Violation: Title 10 of the CFR 20.1701, Use of process or other engineering controls, states that, The licensee shall use, to the extent practical, process or other engineering controls (e.g., containment, decontamination, or ventilation) to control the concentration of radioactive material in air." Contrary to the above, on April 9, 2022, Constellation failed to use process or other engineering controls (e.g., HEPA ventilation unit and maintain the work in a wetted condition), in violation of 10 CFR 20.1701; resulting in airborne radioactivity and unplanned dose of 49 mrem committed effective dose equivalent to one worker.

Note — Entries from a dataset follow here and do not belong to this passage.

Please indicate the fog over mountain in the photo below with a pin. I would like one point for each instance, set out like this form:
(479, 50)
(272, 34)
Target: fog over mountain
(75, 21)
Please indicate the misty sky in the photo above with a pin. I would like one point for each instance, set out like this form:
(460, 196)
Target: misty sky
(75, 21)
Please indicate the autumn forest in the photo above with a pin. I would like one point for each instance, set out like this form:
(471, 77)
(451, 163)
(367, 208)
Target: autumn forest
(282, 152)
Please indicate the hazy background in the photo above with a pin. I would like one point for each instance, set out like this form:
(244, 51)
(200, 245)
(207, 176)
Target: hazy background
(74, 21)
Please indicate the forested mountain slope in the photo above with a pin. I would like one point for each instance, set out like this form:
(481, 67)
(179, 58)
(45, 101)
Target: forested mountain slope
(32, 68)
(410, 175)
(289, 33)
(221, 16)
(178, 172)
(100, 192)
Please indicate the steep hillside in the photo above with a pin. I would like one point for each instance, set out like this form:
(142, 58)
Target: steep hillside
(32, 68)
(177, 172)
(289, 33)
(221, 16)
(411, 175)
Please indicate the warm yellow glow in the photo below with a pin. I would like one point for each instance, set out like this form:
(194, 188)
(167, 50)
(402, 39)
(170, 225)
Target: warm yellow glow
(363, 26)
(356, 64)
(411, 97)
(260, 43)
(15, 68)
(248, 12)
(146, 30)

Enforcement Action: This violation is being treated as a NCV, consistent with Section 2.3.2 of the Enforcement Policy.

Inadequate maintenance procedure results in EHC fluid leak from main turbine BPV Cornerstone Significance Cross-Cutting Report Aspect Section Mitigating Green None (NPP) 71152A Systems FIN 05000352,05000353/2022004-02 Open/Closed The inspectors determined there was a Green, self-revealing finding because maintenance procedure MA-LG-763-473, Disassemble and Assemble Main Steam BPV Actuator/Spring Can, Revision 0, did not include adequate steps to effectively reassemble BPV number 1 (BPV-1) actuator following the performance of preventive maintenance activities, which resulted in an EHC fluid leak on May 14, 2022, and adversely impacted the reliability of the main turbine bypass system.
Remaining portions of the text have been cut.